In 1995 Robin received a Bachelor’s degree in Mechanical Engineering at Virginia Tech and has since gained 20 years industry experience. Early job experience included working as a design engineer for a Naval Sea Systems Command contractor where she designed a Countermeasure Washdown System for the MHC-51 Coastal Minehunter ships. She also spent time as an Application Engineer at Parametric Technology Corporation, the creators of 3D CAD software PRO-Engineer. In 1999 she joined Kollmorgen, a motion control company based in Radford, where she held multiple roles of increasing responsibility during her nine years there. While at Kollmorgen Robin worked with Shingijutsu Global Consulting experts from Japan and earned black belts in the DBS kaizen areas of Standard Work and 5S and traveled globally to qualify suppliers in Asia and Europe.

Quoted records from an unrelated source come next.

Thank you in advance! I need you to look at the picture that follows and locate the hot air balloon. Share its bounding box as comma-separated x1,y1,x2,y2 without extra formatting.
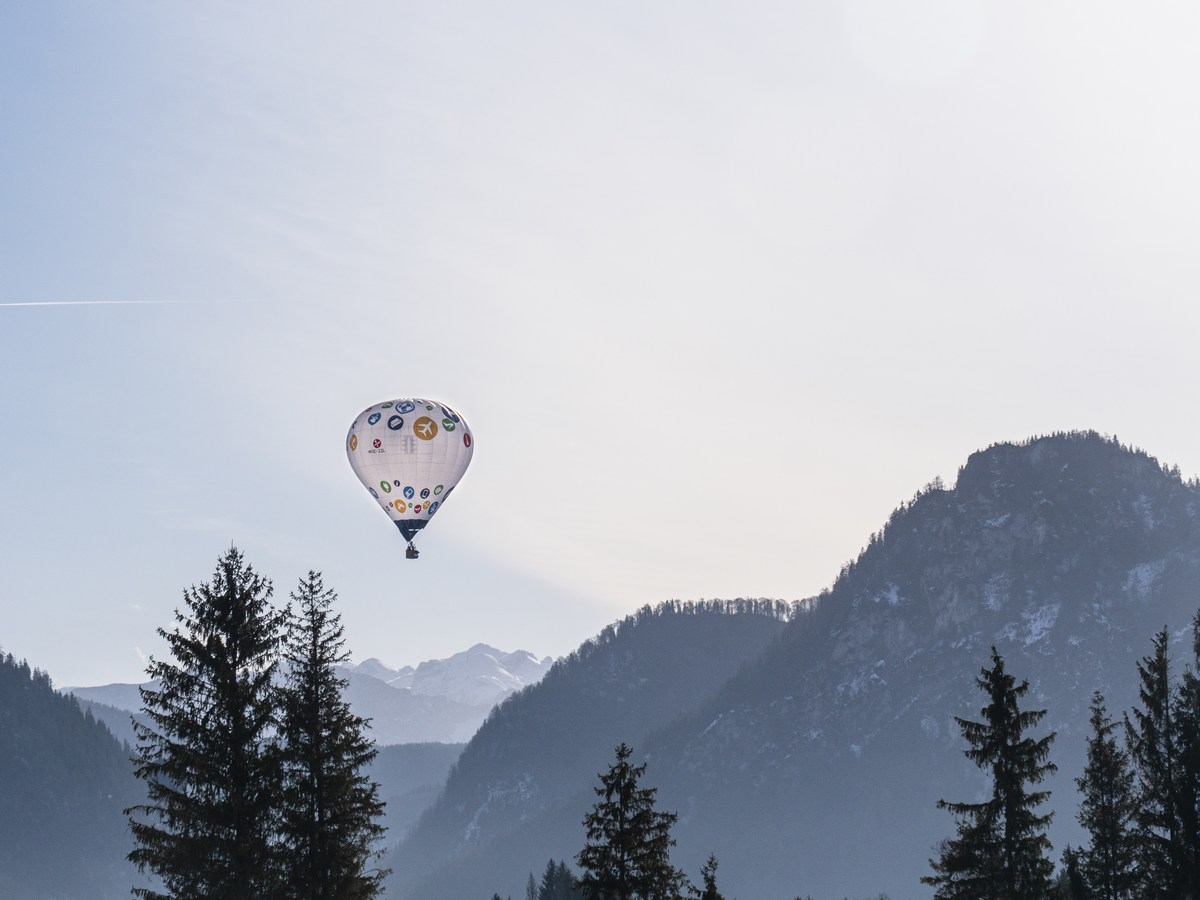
346,397,475,559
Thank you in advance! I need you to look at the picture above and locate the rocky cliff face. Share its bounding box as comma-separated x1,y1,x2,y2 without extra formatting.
388,433,1200,899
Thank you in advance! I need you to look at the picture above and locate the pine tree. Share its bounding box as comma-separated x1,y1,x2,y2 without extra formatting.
281,571,388,900
1075,691,1138,900
1175,611,1200,899
576,744,688,900
1126,628,1182,898
536,859,559,900
126,547,283,900
554,859,580,900
1051,844,1093,900
922,647,1056,900
691,853,725,900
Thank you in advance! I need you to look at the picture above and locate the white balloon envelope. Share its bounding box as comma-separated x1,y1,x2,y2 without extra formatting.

Most recently Robin worked as Senior Director of Project Management for a small bio-tech company, Intrexon, located in the VT Corporate Research Center and had the opportunity to introduce manufacturing principles into a highly specialized DNA production facility. Since joining the faculty at her Alma Mater in 2015, Robin has been coordinating and teaching the Capstone Senior Design program in Mechanical Engineering while pursuing graduate work in Engineering Education.
Marie C. Paretti is a Professor of Engineering Education at Virginia Tech, where she directs the Virginia Tech Engineering Communications Center (VTECC). Her research focuses on communication in engineering design, interdisciplinary communication and collaboration, design education, and gender in engineering. She was awarded a CAREER grant from the National Science Foundation to study expert teaching in capstone design courses, and is co-PI on numerous NSF grants exploring communication, design, and identity in engineering. Drawing on theories of situated learning and identity development, her work includes studies on the teaching and learning of communication, effective teaching practices in design education, the effects of differing design pedagogies on retention and motivation, the dynamics of cross-disciplinary collaboration in both academic and industry design environments, and gender and identity in engineering.

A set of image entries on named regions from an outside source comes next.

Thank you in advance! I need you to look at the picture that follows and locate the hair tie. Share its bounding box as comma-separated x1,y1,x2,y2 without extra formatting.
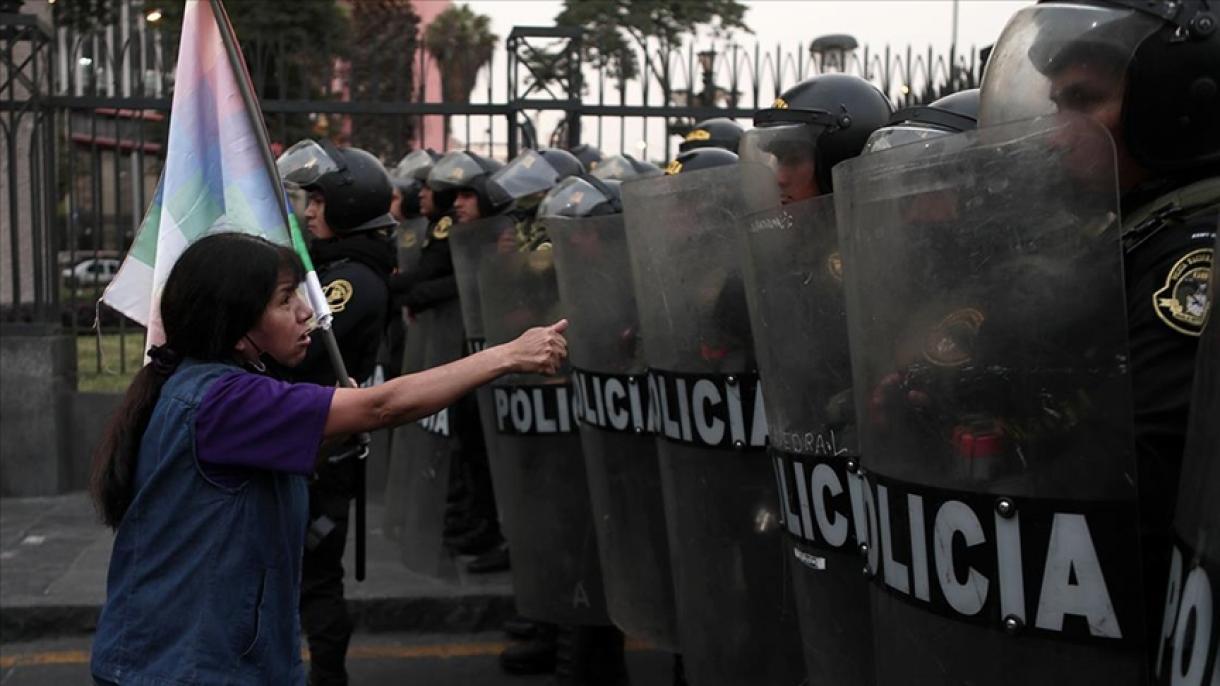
149,345,182,376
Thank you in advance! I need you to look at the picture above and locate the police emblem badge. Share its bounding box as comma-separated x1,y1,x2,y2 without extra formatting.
322,278,355,314
1152,248,1214,336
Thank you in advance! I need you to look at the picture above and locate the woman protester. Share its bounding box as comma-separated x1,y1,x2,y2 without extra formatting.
90,233,567,685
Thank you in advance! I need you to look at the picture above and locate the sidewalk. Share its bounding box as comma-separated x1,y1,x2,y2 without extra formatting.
0,493,514,643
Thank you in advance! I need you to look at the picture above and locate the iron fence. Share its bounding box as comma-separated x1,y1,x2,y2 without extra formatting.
0,0,982,374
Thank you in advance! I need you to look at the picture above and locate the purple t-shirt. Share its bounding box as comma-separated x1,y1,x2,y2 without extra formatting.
195,371,334,487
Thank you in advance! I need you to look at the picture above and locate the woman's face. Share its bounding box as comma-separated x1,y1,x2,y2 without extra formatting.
237,275,314,366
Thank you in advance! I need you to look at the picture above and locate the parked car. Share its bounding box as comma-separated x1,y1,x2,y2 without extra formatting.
63,258,120,287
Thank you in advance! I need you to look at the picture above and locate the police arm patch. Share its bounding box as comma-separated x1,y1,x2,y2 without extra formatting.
1152,248,1214,336
322,278,355,314
432,217,454,240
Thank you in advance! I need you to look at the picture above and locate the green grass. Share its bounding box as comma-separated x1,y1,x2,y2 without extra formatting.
77,328,144,393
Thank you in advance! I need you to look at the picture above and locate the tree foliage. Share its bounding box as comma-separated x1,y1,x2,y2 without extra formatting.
555,0,750,85
346,0,420,161
423,5,500,103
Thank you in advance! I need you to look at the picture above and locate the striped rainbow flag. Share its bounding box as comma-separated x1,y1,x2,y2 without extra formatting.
101,0,325,345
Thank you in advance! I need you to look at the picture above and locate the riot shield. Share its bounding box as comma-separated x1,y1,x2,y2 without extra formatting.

Jessica Deters is a PhD student at Virginia Tech in the Department of Engineering Education. She holds a B.S. in Applied Mathematics & Statistics and a minor in the McBride Honors Program in Public Affairs from the Colorado School of Mines.
Chris Gewirtz is PhD student in Engineering Education at Virginia Tech. His research interests start with how culture, history and identity influence assumptions made by engineers in their practice, and how to change assumptions to form innovative and socially conscious engineers. His dissertation focuses on the identities that engineers improvise at work, and how those align with stereotypes of the engineer as "innovator" or "helper".
Anne Kary, originally from Claremont, CA, is a junior at Smith College majoring in Engineering and Mathematics. Her interests largely lie in Aerospace Engineering and Engineering Education. In her spare time, she dances and plays ice hockey for Smith.